I have a text file that contains more or less paragraphs. The text is not actually words, its comma delimited data; but that's not really that important. The text file is sort of divided into sections; there can be sections, and subsections. The division of sections is denoted by more than one newlines and subsections by a newline.
So sample data:
This is the, start of a, section
908690,246246246,246246
246246,246,246246
This is, the next, section,
sfhklj,sfhjk,4626246
4yw2,fdhds5juj,53ujj
So the above data contains two sections, each with three subsections. Sometimes however, there is more than one empty line between sections. When this occurs, I want to convert the multiple newline characters, say \n\n\n\n
to just \n\n
; I think regex is probably the way to do this. I also may need to use different newline standards, unix \n
, and windows \r\n
. I think the files probably contain multiple endline encodings.

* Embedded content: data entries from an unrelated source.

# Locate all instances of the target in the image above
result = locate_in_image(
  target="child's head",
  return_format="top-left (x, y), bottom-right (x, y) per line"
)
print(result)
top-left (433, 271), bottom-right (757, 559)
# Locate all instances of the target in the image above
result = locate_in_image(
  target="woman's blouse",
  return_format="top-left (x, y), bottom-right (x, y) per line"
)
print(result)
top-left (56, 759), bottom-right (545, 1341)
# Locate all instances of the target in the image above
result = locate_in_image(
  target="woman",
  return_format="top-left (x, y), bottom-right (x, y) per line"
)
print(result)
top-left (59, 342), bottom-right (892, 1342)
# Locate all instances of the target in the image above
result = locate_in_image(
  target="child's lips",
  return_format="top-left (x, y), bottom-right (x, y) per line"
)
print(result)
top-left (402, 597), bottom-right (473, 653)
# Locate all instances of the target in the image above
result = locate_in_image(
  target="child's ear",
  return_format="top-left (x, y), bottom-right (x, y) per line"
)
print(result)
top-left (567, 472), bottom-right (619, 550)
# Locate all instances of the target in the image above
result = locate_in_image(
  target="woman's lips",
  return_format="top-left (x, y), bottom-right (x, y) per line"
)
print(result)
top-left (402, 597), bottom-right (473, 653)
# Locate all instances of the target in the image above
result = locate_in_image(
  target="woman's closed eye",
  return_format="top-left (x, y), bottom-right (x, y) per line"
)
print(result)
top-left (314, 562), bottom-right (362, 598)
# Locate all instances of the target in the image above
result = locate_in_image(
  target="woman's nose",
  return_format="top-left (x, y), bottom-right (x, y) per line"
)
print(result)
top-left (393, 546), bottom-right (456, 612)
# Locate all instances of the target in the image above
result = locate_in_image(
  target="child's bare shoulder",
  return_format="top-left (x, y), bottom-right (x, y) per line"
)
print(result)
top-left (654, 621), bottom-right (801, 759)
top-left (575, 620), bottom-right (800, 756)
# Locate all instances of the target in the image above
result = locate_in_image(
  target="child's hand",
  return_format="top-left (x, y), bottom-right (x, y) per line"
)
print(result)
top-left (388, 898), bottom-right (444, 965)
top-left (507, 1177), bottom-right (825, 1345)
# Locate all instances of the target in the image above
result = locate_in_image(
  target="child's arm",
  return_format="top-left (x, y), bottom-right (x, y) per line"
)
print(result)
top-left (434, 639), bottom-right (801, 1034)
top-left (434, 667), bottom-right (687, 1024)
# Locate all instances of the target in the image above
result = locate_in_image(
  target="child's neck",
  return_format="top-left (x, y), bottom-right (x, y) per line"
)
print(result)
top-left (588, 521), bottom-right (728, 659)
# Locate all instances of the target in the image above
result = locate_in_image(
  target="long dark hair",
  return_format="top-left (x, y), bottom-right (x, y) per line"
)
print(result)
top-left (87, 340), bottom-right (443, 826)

Here is the regex that I've come up with; its nothing special:
Regex.Replace(input, @"([\r\n|\n]{2,})", Enviroment.NewLine + Enviroment.NewLine}
Firstly, is this a good regex solution? I'm not that good with regex.
Secondly, I then want to split each section into an element in a string array:
Regex.Split(input, Enviroment.NewLine + Enviroment.NewLine)
Is there a way to combine these steps?